But since his return to the lineup on March 2nd, Bogut’s been a different player and the Warriors a different team.  In what’s by far Bogut’s longest consecutive games played stretch of the season, Golden State owns a 9-5 record that’s quelled any early last month notions of a dramatic fall from postseason certainty.  And while Bogut’s impact is as sizable as it’s been all season, interestingly, it hasn’t come on the side of the floor most expected.

Offense has been the driving force behind Golden State’s success with Bogut on the floor since March, while the defense has fared almost as comparatively well with him on the bench.  There’s much to be gleaned from the above; just because Golden State has performed better defensively with Bogut sitting doesn’t mean he’s been the lumbering giant we saw in the doldrums of February.  We simply need more context to properly assess his play on both ends.

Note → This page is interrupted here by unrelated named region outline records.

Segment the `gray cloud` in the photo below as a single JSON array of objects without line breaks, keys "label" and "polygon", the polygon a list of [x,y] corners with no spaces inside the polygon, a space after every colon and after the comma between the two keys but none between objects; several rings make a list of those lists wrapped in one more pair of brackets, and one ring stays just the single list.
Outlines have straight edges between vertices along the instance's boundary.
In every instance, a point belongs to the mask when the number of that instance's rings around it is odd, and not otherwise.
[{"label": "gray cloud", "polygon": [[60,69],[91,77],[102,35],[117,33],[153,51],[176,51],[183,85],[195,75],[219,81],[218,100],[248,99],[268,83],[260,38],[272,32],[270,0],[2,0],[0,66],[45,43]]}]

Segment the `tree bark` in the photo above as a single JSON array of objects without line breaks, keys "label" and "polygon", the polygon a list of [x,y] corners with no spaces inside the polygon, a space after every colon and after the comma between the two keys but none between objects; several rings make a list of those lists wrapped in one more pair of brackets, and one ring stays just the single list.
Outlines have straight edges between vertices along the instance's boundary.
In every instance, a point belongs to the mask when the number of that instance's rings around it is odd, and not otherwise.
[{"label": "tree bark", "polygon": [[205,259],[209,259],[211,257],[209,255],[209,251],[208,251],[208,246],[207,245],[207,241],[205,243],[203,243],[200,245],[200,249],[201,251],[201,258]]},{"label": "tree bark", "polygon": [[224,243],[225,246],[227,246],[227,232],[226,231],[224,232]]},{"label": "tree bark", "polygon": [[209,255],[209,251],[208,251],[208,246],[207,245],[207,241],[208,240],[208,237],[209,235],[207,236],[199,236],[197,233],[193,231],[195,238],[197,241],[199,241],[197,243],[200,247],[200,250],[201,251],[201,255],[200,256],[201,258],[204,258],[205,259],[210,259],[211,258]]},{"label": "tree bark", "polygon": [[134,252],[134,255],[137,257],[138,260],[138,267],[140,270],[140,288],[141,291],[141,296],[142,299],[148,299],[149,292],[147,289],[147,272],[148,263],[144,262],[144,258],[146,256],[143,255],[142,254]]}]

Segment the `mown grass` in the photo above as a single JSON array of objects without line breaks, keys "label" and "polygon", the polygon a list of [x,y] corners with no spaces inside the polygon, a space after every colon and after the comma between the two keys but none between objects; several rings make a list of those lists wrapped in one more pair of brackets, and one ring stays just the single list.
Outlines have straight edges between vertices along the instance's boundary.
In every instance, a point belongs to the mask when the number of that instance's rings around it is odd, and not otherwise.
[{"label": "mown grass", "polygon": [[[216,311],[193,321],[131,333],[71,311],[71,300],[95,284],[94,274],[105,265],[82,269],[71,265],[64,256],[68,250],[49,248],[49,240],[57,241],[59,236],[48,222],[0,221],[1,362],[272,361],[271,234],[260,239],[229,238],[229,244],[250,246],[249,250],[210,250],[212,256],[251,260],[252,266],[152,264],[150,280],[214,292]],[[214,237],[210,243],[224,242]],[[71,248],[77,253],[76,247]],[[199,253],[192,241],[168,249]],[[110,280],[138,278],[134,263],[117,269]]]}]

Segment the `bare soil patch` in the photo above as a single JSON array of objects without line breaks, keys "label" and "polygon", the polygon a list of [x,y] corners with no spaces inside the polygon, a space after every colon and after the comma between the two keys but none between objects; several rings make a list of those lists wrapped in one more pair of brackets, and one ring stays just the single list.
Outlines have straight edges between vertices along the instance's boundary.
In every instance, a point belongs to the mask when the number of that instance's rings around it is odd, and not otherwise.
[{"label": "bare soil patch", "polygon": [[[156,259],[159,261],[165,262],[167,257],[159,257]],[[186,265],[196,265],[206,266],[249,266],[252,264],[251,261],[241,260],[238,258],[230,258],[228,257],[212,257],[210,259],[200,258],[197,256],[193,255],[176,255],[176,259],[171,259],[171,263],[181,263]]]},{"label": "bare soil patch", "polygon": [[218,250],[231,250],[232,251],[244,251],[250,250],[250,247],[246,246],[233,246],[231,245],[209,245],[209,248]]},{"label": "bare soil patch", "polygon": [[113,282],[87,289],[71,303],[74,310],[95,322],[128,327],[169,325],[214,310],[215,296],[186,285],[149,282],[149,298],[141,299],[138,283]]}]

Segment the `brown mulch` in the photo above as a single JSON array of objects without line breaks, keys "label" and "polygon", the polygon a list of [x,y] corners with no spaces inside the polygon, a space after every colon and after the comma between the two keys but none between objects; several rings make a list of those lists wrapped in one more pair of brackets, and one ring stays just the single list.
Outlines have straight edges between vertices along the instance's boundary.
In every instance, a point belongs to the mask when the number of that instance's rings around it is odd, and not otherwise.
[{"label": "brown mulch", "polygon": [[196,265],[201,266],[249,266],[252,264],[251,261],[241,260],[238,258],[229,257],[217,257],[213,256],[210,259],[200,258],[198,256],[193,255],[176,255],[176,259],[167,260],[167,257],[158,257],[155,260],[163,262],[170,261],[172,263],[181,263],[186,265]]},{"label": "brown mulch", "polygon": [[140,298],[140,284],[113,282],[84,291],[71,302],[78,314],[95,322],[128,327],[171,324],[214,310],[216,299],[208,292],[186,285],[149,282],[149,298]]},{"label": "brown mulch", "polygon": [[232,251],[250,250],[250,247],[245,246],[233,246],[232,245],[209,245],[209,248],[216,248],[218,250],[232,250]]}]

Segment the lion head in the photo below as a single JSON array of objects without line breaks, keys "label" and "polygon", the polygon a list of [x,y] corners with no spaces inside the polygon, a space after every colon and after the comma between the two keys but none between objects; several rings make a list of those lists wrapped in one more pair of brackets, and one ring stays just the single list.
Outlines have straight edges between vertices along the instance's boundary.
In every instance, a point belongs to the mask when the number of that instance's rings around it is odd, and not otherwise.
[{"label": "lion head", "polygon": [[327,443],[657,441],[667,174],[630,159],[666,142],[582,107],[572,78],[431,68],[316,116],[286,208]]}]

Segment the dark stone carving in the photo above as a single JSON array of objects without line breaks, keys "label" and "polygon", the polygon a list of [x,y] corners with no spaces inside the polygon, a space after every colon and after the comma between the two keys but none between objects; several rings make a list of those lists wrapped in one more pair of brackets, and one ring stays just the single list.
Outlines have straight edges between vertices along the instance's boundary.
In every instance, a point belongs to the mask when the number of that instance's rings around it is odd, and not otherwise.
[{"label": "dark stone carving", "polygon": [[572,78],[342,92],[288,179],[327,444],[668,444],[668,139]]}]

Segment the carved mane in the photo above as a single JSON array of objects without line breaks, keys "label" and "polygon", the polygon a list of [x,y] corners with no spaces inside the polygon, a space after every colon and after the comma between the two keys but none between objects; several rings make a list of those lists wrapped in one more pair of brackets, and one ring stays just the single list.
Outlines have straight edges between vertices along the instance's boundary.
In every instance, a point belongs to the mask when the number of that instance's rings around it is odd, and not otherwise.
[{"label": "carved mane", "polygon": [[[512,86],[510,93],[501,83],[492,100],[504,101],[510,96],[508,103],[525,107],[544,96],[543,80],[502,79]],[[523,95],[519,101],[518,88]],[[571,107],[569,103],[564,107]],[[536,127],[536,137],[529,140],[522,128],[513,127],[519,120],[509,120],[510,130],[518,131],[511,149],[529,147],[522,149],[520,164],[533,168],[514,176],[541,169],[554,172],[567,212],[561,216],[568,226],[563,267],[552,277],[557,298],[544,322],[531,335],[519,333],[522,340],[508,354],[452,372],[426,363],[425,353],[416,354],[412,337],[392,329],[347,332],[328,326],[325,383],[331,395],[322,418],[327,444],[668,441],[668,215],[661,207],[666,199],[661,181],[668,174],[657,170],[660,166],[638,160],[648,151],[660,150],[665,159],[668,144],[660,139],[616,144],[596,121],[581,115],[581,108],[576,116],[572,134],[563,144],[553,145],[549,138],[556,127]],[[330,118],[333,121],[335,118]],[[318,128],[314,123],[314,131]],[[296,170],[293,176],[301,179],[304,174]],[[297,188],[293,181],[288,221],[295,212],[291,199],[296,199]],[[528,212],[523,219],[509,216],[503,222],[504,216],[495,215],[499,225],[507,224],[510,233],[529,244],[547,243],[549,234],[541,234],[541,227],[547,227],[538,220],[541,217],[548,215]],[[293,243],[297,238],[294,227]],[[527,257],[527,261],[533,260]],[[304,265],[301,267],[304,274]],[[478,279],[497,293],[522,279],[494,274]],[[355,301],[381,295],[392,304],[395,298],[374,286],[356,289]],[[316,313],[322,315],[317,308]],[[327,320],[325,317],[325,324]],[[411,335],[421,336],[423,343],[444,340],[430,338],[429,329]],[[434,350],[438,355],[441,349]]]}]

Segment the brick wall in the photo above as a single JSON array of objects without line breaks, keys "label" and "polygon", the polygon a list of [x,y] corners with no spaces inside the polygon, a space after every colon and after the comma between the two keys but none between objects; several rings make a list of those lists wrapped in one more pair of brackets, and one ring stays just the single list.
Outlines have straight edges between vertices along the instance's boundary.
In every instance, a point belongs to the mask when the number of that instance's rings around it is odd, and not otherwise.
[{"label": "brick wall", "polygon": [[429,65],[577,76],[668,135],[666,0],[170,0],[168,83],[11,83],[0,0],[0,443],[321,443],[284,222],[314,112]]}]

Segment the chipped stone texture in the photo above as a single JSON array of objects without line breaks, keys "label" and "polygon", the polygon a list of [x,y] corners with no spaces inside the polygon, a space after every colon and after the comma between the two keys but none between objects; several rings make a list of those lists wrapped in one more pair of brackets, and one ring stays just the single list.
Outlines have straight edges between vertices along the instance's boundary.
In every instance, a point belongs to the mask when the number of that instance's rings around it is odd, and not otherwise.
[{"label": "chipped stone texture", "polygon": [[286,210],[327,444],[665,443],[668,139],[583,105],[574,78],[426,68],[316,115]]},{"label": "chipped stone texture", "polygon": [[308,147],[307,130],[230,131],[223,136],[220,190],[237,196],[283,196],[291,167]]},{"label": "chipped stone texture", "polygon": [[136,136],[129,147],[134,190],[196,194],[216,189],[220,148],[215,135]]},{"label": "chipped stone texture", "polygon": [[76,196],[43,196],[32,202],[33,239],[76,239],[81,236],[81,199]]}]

For instance, the lion’s share of Bogut’s minutes have come with the starting five.  For reasons that need far more detail and research to fully explain, that group has struggled all season long defensively, in this case skewing the numbers against Bogut.  And conversely, Bogut’s individual offensive statistics are actually worse now than they were during his initial 2013 comeback.  His present impact on that side of the floor has more to do with nuance – screening, passing, posing a real scoring threat in general – than any huge impact as a shot-maker.  Which is to say, Bogut is slowly but surely rounding into the player he’s been his entire career.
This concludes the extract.